Speaker
Description
Next-generation computing systems are expected to have dramatically higher performance than current systems. However, I/O bandwidth and parallel file system capacity will not grow at the same rate. This I/O bottleneck constitutes a major challenge for the analysis of data-intensive high-performance computing (HPC) simulations.
This work targets one of the most common applications on petascale: molecular dynamics (MD) simulations studying the classical time evolution of a molecular system at atomic resolution. We enable the development of new comprehensive workflows for MD simulations in which HPC meets data analytics. In situ processing, combined with in-memory computing, has emerged as a solution to overcome I/O bottlenecks in HPC systems. How to do this efficiently from the infrastructure and human resources perspectives is still a challenging open problem. We address this challenge by designing and developing A4MD: a workflow engine that enables better scientific knowledge discovery in the domain of MD. A4MD features plug-and-play workflow composition of reusable building blocks; transparent in situ annotation capability for user-defined methods; simulator-agnostic runtime trajectory analysis; support for stopping, starting and restarting simulations; and ensemble workflow patterns optimized for HPC environments. A4MD empowers scientists to integrate simulation and analytics into complex workflows for runtime detection of changes in structural and temporal molecular properties.
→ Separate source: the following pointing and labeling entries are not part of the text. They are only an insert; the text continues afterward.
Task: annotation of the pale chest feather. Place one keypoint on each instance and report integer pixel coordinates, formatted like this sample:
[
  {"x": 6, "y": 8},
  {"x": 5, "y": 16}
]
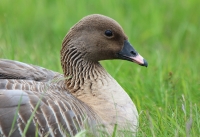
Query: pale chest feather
[{"x": 112, "y": 104}]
This knowledge of molecular structures' transformations at runtime can be used to steer simulations to more promising areas of the simulation space, identify the data that should be written to congested parallel file systems, and index generated data for retrieval and post-simulation analysis.
We demonstrate the capabilities of A4MD by studying a case of enhanced adaptive sampling for the exploration of the conformational space of the FS peptide protein. We model the execution of an ensemble of trajectories and analyze the overall throughput obtained by the workflow. Using A4MD, we integrate runtime trajectory analysis to automatically detect inefficiencies in the behavior of the simulations.